The Putin regime responded with a massive crackdown, arresting well over a hundred demonstrators in 23 cities. A woman in St. Petersburg told Reuters she was arrested with her “underage kid” for demonstrating against the Ukraine war.
“The more there are such people, the smaller the price each has to pay. And a day will certainly come when it will be routine and not dangerous at all to tell the truth and stand for justice in Russia,” Navalny said in a birthday message to his supporters.
“My plan for the previous year was not to grow brutal and embittered and not to lose the nonchalance of behavior – this is where defeat begins.
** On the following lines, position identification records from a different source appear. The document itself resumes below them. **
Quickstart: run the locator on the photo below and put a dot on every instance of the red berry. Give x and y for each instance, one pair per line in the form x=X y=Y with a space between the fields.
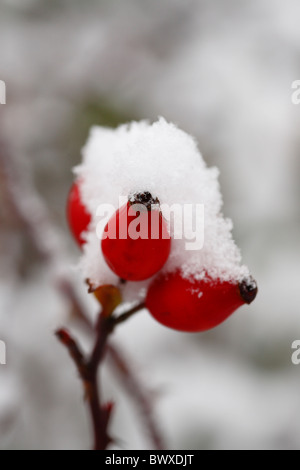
x=190 y=306
x=77 y=215
x=139 y=258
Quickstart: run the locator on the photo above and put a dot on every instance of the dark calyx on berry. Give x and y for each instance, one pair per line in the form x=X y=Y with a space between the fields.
x=248 y=289
x=146 y=199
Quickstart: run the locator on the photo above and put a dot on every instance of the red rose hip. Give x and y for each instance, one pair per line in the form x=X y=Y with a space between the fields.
x=185 y=305
x=136 y=243
x=77 y=215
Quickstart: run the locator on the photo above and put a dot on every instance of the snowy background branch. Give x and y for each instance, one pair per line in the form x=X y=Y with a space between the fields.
x=223 y=72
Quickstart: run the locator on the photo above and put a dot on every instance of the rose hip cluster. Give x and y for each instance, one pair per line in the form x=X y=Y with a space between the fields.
x=181 y=303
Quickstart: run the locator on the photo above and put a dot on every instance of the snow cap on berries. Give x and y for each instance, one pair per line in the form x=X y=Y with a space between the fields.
x=165 y=161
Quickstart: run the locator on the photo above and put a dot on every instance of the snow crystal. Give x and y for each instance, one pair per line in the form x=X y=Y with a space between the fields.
x=164 y=160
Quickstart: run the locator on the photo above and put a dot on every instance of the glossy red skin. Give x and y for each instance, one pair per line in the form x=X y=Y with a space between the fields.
x=175 y=302
x=136 y=260
x=77 y=215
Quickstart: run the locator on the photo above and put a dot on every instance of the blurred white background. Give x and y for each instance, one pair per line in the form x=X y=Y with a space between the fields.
x=223 y=72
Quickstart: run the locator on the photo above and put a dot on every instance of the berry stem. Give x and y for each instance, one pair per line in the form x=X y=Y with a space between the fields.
x=88 y=370
x=130 y=313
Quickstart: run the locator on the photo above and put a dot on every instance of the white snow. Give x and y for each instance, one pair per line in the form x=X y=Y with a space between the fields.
x=164 y=160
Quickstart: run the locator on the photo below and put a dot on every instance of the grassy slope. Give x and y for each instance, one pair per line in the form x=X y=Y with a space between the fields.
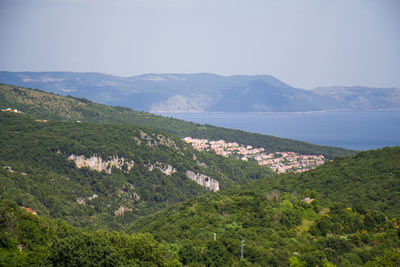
x=55 y=107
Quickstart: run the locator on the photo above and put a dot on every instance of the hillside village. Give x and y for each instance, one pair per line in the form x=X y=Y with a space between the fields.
x=280 y=162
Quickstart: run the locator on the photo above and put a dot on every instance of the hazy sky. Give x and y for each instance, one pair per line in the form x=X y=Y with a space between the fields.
x=304 y=43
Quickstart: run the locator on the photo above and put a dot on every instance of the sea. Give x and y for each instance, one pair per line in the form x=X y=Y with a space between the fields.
x=360 y=130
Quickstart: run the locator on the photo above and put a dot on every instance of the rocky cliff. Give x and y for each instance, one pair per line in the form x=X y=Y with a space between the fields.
x=203 y=180
x=96 y=163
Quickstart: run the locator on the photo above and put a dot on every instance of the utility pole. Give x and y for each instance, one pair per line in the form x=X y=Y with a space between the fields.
x=242 y=249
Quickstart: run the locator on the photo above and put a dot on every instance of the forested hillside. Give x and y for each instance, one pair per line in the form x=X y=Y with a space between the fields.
x=345 y=213
x=31 y=240
x=106 y=175
x=55 y=107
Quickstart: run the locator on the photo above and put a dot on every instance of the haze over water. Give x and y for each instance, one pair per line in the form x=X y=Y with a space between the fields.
x=353 y=130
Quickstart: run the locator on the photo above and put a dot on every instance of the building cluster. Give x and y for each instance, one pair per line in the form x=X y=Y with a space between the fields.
x=280 y=162
x=11 y=110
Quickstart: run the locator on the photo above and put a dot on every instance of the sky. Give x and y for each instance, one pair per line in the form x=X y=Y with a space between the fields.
x=304 y=43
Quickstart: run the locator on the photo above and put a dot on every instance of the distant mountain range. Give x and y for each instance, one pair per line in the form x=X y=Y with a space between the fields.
x=168 y=93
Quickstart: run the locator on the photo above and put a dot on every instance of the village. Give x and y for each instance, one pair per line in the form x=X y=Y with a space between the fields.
x=280 y=162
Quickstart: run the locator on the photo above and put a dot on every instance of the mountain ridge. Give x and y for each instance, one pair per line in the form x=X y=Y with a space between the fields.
x=51 y=106
x=203 y=92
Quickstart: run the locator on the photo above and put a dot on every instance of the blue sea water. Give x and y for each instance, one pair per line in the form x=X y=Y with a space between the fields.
x=355 y=130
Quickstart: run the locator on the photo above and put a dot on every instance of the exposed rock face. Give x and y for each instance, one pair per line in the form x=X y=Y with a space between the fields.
x=97 y=164
x=121 y=211
x=163 y=167
x=203 y=180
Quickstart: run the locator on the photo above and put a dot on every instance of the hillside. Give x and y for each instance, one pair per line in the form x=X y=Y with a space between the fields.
x=55 y=107
x=345 y=213
x=106 y=175
x=204 y=92
x=31 y=240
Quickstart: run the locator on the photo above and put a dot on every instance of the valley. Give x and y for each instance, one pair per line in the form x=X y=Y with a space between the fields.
x=83 y=184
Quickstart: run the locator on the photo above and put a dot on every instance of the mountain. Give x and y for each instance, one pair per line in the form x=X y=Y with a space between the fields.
x=106 y=175
x=358 y=98
x=204 y=92
x=50 y=106
x=31 y=240
x=345 y=212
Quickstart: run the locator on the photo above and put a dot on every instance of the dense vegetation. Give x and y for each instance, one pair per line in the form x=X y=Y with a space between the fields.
x=35 y=171
x=341 y=226
x=370 y=179
x=345 y=212
x=27 y=239
x=55 y=107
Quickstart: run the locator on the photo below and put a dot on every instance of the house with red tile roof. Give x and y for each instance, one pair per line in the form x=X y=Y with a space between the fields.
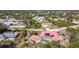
x=46 y=35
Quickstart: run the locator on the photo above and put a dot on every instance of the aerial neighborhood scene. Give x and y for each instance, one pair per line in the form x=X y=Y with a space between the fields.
x=39 y=29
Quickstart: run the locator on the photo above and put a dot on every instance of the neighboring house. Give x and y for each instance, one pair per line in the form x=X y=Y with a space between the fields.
x=51 y=36
x=9 y=36
x=13 y=23
x=56 y=19
x=46 y=24
x=62 y=19
x=39 y=18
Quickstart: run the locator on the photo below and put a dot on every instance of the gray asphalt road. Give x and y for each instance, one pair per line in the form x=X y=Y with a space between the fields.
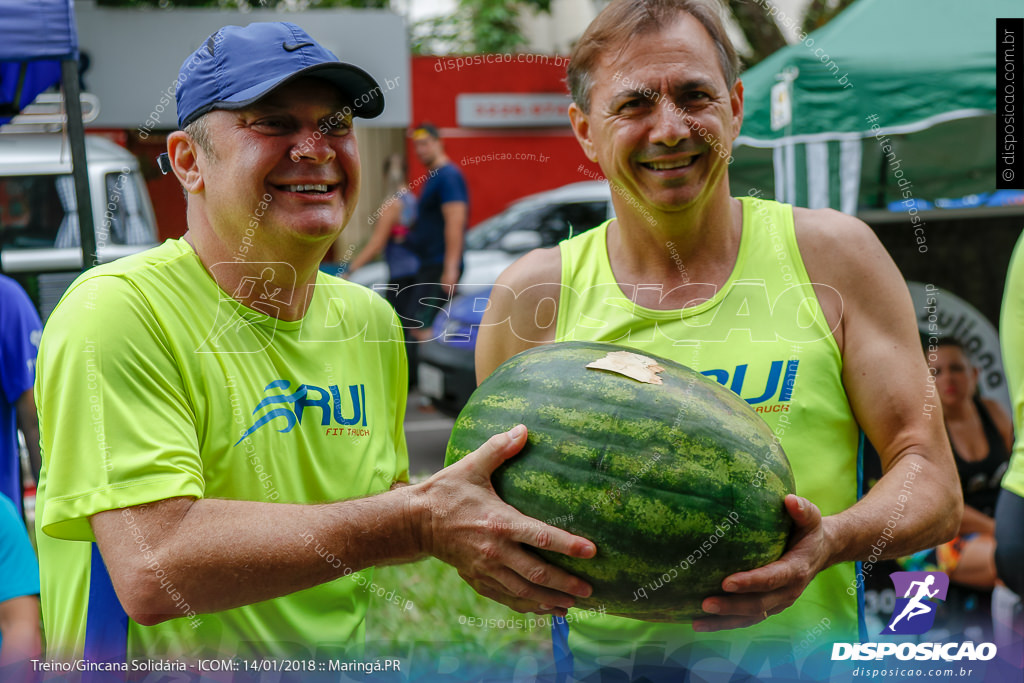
x=427 y=434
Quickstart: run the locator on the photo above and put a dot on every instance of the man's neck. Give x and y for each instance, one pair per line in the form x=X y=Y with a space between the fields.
x=271 y=282
x=696 y=245
x=440 y=161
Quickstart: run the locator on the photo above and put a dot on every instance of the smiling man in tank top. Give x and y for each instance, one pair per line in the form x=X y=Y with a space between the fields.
x=801 y=312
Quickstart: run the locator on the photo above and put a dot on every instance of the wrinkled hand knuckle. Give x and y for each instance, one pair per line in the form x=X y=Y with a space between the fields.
x=539 y=575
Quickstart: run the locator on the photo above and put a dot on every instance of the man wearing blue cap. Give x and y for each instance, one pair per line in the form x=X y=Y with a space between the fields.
x=211 y=409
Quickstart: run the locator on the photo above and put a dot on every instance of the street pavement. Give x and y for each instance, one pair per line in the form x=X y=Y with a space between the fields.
x=426 y=433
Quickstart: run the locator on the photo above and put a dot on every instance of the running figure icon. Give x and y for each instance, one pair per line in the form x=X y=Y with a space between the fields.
x=915 y=606
x=914 y=611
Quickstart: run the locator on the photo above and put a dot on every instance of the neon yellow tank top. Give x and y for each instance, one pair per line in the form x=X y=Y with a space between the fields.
x=764 y=336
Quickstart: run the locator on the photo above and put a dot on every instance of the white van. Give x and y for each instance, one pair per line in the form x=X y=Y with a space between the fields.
x=40 y=244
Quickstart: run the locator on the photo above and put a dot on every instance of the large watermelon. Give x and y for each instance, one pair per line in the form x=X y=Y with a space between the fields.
x=674 y=477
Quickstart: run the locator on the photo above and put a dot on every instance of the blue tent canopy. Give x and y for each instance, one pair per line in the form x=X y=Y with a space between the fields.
x=35 y=37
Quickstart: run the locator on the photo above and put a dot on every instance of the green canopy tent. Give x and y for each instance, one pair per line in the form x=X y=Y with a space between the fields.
x=921 y=72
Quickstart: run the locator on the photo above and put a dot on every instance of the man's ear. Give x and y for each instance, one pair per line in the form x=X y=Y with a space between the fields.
x=736 y=102
x=581 y=127
x=183 y=155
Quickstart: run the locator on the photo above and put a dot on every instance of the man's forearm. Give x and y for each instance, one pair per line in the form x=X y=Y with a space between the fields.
x=909 y=509
x=224 y=554
x=28 y=422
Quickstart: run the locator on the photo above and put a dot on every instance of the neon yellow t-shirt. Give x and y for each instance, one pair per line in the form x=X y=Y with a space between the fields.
x=763 y=335
x=1012 y=341
x=154 y=383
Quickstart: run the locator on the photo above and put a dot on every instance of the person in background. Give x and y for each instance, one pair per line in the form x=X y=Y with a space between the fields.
x=690 y=272
x=981 y=434
x=394 y=220
x=19 y=333
x=19 y=638
x=189 y=511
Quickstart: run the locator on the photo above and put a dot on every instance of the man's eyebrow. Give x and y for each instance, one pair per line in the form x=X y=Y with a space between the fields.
x=643 y=90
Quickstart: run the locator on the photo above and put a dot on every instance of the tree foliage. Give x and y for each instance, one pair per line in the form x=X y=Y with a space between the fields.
x=763 y=32
x=475 y=27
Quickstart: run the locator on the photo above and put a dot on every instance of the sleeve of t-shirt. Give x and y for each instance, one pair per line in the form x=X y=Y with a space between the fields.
x=1012 y=341
x=453 y=187
x=18 y=569
x=401 y=398
x=19 y=331
x=115 y=421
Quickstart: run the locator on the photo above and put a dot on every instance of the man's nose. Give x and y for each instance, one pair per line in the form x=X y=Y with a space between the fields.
x=671 y=124
x=314 y=145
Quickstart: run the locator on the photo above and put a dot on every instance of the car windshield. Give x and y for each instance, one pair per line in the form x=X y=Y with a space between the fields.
x=40 y=212
x=488 y=232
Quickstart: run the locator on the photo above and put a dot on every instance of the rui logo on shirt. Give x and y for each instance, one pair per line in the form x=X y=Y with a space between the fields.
x=914 y=612
x=336 y=406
And if I succeeded, it was only thanks to your support,” he wrote.
“I do believe that this will end sooner or later, because the historical truth is on our side and, well, Putin is old and his regime is obsolete and he just can’t survive, with all this new life and brand new things that are appearing,” Navalny spokeswoman Kira Yarmysh said.
In a YouTube video in mid-May, Navalny’s Anti-Corruption Foundation, which was reborn as an international organization after Russian courts shut down the original, encouraged demonstrations on the founder’s birthday. The Russian government issued a preemptive warning that anyone who answered this call on June 4 would face arrest.
“Putin wants Navalny to feel alone. Moreover, he wants every single one of us to feel that way,” Navalny associate Lyubov Sobol said in the video.
Politico quoted some Russians opposed to the Putin government who thought it was dangerous, and perhaps a little selfish, to encourage people to demonstrate on Navalny’s behalf when the regime has made him so utterly toxic and vowed to crack down hard on his supporters.
“It’s a question of responsibility toward his congregation, and the right to use it as cannon fodder against the Kremlin,” London-based Russian analyst Vladimir Pastukhov said.
“This type of regime does not listen to street protests, and easily suppresses them,” said political analyst Dmitry Oreshkin, who lamented the “monstrous ambivalence” that has festered in the terrorized Russian public.